CAPE TWON: Africa will remain unanswered unless all countries strive to fulfil agreements to the letter unlike piece-meal legislation, a leading economist has noted.
Key among the trade agreements that have been signed and not ratified are the Comesa Free Trade Area (FTA) and the recently signed Continental Free Trade Area (CFTA) in which 44 African countries signed various agreements during the just-ended AU Summit in Rwanda but remain to be ratified.
Sindiso Ngwenya, the Comesa Secretary-General, noted that while there has been a zeal to append signatures on various trade treaties, the majority of agreements still remain on the shelves, unratified to make them fully operational and bolster intra-trade growth in the 54 member states.
In an interview with The Southern Times in Lusaka, Ngwenya, the outgoing chief administrator of 25-year-old Comesa, noted that while there has been increasing zeal for countries in various groupings to sign agreements and necessitate their operationalisation, many have remained on the drawing board, incomplete because they are not ratified to the letter.
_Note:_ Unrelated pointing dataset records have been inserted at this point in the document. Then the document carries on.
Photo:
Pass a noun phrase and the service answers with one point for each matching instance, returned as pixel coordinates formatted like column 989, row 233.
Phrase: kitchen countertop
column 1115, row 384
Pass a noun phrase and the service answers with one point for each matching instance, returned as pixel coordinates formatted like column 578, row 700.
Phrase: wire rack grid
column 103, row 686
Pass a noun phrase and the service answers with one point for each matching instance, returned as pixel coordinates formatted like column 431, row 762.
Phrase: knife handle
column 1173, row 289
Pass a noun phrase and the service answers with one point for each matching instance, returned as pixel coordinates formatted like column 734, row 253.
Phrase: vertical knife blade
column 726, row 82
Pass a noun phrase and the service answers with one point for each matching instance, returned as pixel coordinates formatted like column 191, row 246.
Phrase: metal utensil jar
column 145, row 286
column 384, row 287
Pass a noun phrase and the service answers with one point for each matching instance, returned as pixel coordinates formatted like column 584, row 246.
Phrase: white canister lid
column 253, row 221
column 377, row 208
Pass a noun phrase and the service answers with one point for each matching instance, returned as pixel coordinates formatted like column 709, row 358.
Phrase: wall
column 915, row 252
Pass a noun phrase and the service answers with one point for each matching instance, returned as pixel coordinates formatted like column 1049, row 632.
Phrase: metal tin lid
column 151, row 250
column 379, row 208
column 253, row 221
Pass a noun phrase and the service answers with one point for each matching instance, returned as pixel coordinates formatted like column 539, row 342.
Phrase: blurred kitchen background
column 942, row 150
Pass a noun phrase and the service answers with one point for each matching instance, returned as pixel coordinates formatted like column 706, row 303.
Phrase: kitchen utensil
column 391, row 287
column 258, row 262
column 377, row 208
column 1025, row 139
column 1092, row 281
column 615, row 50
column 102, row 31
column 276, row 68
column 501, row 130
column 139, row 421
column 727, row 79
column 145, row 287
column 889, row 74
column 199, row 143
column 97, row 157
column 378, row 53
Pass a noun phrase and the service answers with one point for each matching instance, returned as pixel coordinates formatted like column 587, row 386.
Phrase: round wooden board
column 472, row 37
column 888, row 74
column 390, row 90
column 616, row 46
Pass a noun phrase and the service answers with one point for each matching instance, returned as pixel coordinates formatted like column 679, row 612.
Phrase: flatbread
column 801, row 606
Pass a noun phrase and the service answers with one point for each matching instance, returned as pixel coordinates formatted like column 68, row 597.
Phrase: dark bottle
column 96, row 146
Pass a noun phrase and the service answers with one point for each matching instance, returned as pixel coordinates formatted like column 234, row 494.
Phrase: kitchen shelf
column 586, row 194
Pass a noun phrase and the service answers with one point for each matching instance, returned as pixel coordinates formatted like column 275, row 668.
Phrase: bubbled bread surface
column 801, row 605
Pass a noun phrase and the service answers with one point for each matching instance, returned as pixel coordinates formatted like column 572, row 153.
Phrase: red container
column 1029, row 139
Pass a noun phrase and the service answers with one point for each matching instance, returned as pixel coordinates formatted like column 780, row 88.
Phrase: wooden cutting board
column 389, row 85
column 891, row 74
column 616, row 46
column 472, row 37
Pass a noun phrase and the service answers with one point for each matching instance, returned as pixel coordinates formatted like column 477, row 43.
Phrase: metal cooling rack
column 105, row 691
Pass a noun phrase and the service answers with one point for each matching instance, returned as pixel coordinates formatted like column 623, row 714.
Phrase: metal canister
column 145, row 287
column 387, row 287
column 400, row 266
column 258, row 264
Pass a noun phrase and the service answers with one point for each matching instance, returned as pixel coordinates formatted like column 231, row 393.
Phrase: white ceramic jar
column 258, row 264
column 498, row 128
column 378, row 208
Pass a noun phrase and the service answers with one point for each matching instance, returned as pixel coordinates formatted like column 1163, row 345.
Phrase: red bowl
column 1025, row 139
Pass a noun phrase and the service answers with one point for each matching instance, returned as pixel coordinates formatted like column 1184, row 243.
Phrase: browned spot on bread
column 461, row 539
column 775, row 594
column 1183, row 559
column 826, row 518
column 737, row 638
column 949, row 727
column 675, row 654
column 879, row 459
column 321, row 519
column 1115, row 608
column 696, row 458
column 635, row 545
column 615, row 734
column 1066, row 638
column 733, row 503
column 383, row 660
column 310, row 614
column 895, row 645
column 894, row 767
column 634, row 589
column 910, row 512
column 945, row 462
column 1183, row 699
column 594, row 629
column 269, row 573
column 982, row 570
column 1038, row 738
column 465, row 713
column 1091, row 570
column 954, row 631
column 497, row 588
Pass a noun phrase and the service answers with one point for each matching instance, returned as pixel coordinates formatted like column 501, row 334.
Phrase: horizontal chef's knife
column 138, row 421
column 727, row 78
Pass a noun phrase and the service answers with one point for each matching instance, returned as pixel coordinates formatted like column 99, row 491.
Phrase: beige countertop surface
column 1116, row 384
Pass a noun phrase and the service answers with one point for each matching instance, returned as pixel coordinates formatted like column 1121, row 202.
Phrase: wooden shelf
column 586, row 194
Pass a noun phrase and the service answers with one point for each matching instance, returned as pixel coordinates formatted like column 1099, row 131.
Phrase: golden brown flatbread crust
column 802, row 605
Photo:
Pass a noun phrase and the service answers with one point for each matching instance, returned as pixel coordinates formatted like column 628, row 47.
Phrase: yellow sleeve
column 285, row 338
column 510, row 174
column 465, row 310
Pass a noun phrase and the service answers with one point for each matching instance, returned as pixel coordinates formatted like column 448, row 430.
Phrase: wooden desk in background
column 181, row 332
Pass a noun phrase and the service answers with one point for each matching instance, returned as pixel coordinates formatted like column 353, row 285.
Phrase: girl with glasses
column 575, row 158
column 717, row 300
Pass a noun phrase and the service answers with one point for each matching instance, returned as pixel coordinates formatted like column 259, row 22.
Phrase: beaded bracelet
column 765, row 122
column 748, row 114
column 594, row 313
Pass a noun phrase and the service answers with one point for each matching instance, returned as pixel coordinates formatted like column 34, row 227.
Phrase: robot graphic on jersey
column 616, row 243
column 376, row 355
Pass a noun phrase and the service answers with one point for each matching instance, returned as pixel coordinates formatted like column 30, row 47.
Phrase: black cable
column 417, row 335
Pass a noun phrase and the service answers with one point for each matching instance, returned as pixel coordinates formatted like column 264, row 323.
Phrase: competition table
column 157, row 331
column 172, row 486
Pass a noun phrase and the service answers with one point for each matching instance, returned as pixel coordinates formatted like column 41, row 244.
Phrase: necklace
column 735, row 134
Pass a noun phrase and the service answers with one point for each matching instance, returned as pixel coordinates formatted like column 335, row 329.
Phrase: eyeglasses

The Tripartite FTA brings together a population of 700 million people with an estimated Gross Domestic Product of well over US$1.4 trillion. It is envisaged the TFTA will help improve intra-Africa trade by eliminating and reducing tariffs and non-tariff barriers.
Last year, Mauritius signed the COMESA-EAC-SADC regional trade framework. With that country’s Minister of Foreign Affairs, Regional Integration and International Trade, Seetanah Lutchmeenaraidoo, signing the agreement in Ebene Cybercity, which was witnessed by Ngwenya.
The tripartite agreement was launched in June 2015. Currently, only Egypt and Uganda have signed and ratified the agreement. A minimum of 14 countries is required to ratify the agreement for it to come into force.
African leaders made history on 21 March 2018, when they came together in Kigali, Rwanda, to sign an agreement that will launch the African Continental Free Trade Area (AfCFTA), which will make the continent the largest free trade area created since the formation of the World Trade Organisation.
During the Summit, more than 40 countries, South Africa included, signed an agreement for the establishment of a free trade area that is intended to create the world’s largest market.
The Africa Continental Free Trade Area agreement seeks to, among other things, bring together all the 55-member countries of the African Union to trade tariff-free.